Dans cette même logique de concentration administrative, l'hôtel de région devra se situer au chef-lieu de région, estiment les hauts fonctionnaires. C'est la garantie pour l'Etat de travailler étroitement avec l'exécutif régional sur les "sujets d'intérêt commun". Un tel scénario empêcherait que, dans une logique d'aménagement du territoire, le chef-lieu de région soit localisé dans une ville et l'hôtel de région dans une autre. Or une telle répartition aux allures de compromis a la faveur de nombreux élus locaux. C'est le cas en Normandie où le partage des rôles entre Rouen (futur chef-lieu) et Caen (siège du conseil régional) a la cote.
Les principes posés par les inspections pourraient laisser une chance aux actuels chefs-lieux de taille modeste dans la compétition pour décrocher l'implantation des administrations de rang régional. Sauf que les "hypothèses" complémentaires émises par les inspections ne leur sont pas du tout favorables. Comme futurs chefs-lieux des nouvelles régions, elles retiennent Strasbourg (ce choix s'imposait du fait de la loi), Lille, Dijon, Lyon, Toulouse, Bordeaux et Rouen.
Les préoccupations d'aménagement du territoire ne sont toutefois pas absentes de la réflexion des inspections. Elles reconnaissent que l'argument peut conduire à prévoir plusieurs sites pour un même service. Cette "multilocalisation maîtrisée" paraît justifiée notamment quand "l'exercice des missions implique une forte relation de proximité avec les usagers, les partenaires ou les opérateurs", est-il indiqué.

Mobilité pour 10.700 agents de l'Etat

Par ailleurs, les administrations régionales situées actuellement dans les villes susceptibles de perdre leur statut de chef-lieu de région ont des effectifs "significatifs", reconnaît la mission. Ils varient de 909 à Limoges à 1.562 à Montpellier. De ce fait, des villes comme "Metz et Châlons-en-Champagne", qui ont connu des restructurations de sites militaires, "méritent une attention particulière".
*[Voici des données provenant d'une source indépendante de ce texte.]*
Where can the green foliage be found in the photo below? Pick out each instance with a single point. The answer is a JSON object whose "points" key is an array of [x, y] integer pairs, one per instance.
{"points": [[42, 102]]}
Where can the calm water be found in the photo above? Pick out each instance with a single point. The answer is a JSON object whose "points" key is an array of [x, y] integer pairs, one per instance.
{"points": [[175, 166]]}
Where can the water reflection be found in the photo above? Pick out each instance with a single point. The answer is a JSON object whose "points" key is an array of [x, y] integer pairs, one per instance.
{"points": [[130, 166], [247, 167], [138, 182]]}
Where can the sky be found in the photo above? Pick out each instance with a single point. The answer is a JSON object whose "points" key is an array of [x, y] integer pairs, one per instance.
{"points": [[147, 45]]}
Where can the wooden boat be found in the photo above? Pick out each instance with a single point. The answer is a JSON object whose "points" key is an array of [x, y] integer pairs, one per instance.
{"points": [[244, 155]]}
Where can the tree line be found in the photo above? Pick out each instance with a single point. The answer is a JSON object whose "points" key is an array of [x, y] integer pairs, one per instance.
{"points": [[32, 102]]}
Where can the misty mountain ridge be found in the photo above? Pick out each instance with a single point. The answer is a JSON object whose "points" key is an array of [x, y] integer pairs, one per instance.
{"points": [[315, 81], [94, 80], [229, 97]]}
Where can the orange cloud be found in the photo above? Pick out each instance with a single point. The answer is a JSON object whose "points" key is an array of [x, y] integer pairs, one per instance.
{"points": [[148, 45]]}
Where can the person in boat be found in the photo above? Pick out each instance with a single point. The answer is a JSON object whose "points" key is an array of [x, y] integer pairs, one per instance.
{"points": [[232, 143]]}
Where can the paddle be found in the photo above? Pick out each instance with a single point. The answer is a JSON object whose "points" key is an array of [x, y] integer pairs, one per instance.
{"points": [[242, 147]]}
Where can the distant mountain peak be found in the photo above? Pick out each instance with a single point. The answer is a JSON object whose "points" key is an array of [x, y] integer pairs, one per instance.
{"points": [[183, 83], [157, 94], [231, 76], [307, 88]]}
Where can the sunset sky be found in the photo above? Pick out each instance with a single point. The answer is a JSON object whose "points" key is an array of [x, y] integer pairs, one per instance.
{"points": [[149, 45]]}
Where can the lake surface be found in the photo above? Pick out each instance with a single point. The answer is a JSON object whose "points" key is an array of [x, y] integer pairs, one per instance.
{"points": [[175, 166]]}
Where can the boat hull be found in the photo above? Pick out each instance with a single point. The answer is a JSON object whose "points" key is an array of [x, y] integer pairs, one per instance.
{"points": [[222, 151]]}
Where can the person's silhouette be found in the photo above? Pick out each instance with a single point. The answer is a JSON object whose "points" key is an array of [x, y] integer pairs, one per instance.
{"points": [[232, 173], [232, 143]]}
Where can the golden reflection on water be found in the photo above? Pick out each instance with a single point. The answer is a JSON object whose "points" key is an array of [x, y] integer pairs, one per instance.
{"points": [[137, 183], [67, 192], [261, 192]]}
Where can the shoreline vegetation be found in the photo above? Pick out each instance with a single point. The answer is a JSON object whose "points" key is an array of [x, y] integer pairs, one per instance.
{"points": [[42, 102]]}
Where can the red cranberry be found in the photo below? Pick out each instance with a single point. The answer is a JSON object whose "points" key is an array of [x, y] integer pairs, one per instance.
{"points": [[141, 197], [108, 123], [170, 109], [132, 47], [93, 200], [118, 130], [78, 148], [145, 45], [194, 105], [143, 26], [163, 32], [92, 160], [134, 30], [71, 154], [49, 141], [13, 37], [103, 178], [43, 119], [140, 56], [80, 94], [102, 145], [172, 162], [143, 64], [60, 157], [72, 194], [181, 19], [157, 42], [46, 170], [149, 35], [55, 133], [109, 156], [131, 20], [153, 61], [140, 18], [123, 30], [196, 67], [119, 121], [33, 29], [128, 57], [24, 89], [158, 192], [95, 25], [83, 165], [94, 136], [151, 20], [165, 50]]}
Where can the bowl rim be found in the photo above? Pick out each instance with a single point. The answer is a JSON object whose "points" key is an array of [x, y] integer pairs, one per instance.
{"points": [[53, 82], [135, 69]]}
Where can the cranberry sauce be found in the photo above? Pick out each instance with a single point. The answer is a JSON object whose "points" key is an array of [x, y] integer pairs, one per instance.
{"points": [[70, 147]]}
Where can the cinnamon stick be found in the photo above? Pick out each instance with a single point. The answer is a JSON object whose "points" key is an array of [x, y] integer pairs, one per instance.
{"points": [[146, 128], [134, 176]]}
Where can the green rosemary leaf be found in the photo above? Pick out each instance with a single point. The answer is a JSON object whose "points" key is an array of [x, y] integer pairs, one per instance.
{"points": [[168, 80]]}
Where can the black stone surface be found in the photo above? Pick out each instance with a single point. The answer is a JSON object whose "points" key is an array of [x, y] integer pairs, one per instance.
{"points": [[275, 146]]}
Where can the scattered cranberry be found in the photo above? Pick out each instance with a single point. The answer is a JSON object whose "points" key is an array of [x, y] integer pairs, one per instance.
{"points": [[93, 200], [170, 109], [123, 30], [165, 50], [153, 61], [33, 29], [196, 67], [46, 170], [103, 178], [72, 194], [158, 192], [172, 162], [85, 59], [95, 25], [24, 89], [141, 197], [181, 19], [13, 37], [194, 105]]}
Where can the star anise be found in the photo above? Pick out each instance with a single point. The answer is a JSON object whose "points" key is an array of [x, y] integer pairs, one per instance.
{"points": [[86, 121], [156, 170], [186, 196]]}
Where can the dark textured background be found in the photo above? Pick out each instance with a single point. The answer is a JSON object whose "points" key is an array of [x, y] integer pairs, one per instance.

Dans les 16 régions actuelles qui vont être concernées par une fusion, la mission dénombre 28.000 agents de l'Etat exerçant dans des services régionaux de l'Etat (si l'on met à part les agents relevant de l'Education nationale et de la Défense). Parmi eux, 10.700 agents pourraient être amenés à changer de poste ou à rejoindre le nouveau chef-lieu.
L'accompagnement des mobilités géographiques coûtera à l'Etat la bagatelle de 250 millions d'euros. Mais cet accompagnement est "une condition majeure de la réussite de la réforme", soulignent les inspections.
Ces dernières se sont surtout intéressées à l'organisation des services régionaux de l'Etat dans les quatre futures "méga-régions" (Aquitaine-Poitou-Charentes-Limousin, Midi-Pyrénées-Languedoc-Roussillon, Alsace-Champagne-Ardenne-Lorraine et Auvergne-Rhône-Alpes). Leurs conclusions diffèrent assez nettement de celles des préfets de Bourgogne et Franche-Comté. Ceux-ci ont en effet plaidé pour une répartition des administrations soucieuse d'équilibre des territoires. Mais ils ont précisé que leurs recommandations ne sont pas adaptées aux plus grandes régions, parce que les anciens chefs-lieux sont très éloignés entre eux.
On notera en outre que le volet éducation de la réforme, autrement dit la question du devenir des académies, a donné lieu à un rapport spécifique, publié le même jour par Matignon (voir notre autre article de ce jour).